À Tarnac (Corrèze), la coupe rase qui avait commencé en novembre 2022 au bois du Chat avait suscité la mobilisation d’une partie des habitant·es de la commune. Nous nous sommes opposé·es à la destruction de cette forêt de feuillus située en zone Natura 2000 aux abords de la Vienne et au cœur du Parc naturel régional (PNR) de Millevaches. Nous avons été soutenu·es par de nombreux habitants et habitantes de la Montagne limousine, des élus locaux, régionaux, nationaux et européens et par des associations environnementalistes. Parmi elles, Sources et Rivières du Limousin, Corrèze environnement et Canopée Forêts vivantes avaient saisi la justice au regard d’irrégularités constatées sur le chantier, concernant en particulier le franchissement non protégé d’un ruisseau.

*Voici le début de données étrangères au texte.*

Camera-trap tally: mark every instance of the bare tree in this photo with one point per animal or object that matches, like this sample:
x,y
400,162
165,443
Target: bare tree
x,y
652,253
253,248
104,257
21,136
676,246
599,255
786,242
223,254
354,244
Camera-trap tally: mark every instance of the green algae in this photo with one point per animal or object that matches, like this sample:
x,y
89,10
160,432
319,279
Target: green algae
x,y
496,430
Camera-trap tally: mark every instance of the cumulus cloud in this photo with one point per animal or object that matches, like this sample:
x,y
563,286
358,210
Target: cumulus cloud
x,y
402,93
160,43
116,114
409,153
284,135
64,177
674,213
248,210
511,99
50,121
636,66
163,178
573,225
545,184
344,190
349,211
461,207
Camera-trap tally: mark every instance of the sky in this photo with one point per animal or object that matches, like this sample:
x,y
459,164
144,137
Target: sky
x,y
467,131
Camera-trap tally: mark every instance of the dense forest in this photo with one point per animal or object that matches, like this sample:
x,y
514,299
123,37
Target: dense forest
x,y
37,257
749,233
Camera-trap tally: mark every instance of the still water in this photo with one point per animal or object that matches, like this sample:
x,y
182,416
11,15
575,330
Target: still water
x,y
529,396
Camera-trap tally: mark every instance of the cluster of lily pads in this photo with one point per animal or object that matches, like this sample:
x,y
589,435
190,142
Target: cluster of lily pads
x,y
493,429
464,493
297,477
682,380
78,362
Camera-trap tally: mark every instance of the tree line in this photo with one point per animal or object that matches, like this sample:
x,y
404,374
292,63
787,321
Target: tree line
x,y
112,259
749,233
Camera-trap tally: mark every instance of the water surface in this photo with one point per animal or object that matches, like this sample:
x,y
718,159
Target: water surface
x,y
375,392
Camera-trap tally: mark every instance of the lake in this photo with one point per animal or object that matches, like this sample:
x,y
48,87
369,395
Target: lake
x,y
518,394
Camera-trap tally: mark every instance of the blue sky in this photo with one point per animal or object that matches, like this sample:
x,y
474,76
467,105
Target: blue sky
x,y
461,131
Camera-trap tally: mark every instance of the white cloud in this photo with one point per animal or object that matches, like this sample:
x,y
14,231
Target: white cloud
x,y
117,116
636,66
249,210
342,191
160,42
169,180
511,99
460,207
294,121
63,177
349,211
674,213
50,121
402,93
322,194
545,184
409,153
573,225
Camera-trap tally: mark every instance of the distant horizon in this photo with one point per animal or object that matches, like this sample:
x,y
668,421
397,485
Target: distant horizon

Notre mobilisation tenace a porté ses fruits puisque nous avons réussi à empêcher la poursuite de la coupe et les travaux semblent aujourd’hui tout à fait abandonnés. La justice nous a depuis donné raison : par Me Yann Fauconnier, l’avocat représentant les associations plaignantes, nous avons appris la condamnation des responsables de la coupe, des amendes ont ainsi été prononcées contre le propriétaire du terrain le GFA CLOUP (500 €), l’exploitant ARGIL (5 000 €), la SARL Ausset et fils ayant effectué la rampe de débardage (3 000 €). Fortes de ce verdict les associations de défense de l’environnement vont pouvoir poursuivre leurs actions en justice pour d’autres infractions caractérisées au Code de l’environnement et au Code forestier.
Tout au long de cette affaire nous avons été confronté·es à l’opacité qui règne dans le milieu forestier, les propriétaires, gestionnaires et exploitants agissant sous le couvert du secret des affaires. Mais les choses sont en train de changer : le PNR de Millevaches s’étant à son tour saisi du dossier, il a demandé l’accès au plan simple de gestion concernant les parcelles du bois du Chat. Ce document lui ayant été refusé par le Centre régional de la propriété forestière, il a saisi la Commission d’accès aux documents administratifs qui, après étude, a fait savoir qu’elle souhaitait « faire évoluer sa doctrine » et rendre public l’accès au volet environnemental des plans de gestion. Cela constitue également une victoire et une avancée significative vers la reconnaissance des forêts comme bien commun.
Nous retenons de tout cela plusieurs choses :
– Les défenseurs des coupes rases mentent. Lors de notre mobilisation nous avons entendu les chefs de la filière industrielle du bois en Limousin, le député de la Corrèze d’alors, Francis Dubois, le président du conseil départemental de la Corrèze, Pascal Coste, la présidente du conseil départemental de la Creuse, Valérie Simonet défendre la coupe rase du bois du Chat avec pour seul et piètre argument : « Circulez, il n’y a rien à voir, tout est légal. »
– Nous nous réjouissons que la justice condamne aujourd’hui la réalisation du chantier, mais nous ne pouvons que constater que ses délais de réaction sont excessivement longs. Si le bois du Chat est aujourd’hui encore debout, c’est avant tout grâce à la large mobilisation populaire et politique qui s’est exprimée.
– Il est fort à parier que, dans bien des coupes rases infligées aujourd’hui aux forêts limousines, des irrégularités similaires soient monnaie courante. Nous encourageons donc les habitant·es de toutes les communes à s’organiser pour empêcher la destruction des forêts, des ruisseaux et de toute la faune et la flore qui les peuplent.
Nous continuons de lutter pour la préservation des forêts aux côtés de nombreuses associations environnementalistes et du Syndicat de la Montagne limousine. Une lutte absolument indispensable aujourd’hui puisque ces forêts sont menacées par deux projets dévastateurs : d’un côté à Guéret, en Creuse, l’industriel Biosyl entend réduire en granulés les forêts de feuillus ; d’un autre côté, à Égletons, en Corrèze, c’est Piveteau bois qui prétend à la mainmise sur les boisements limousins.
Le système d’exploitation forestière basé sur les monocultures et les coupes rases est à bout de souffle et nous continuerons de nous organiser et de lutter pour enfin mettre un terme à ces pratiques.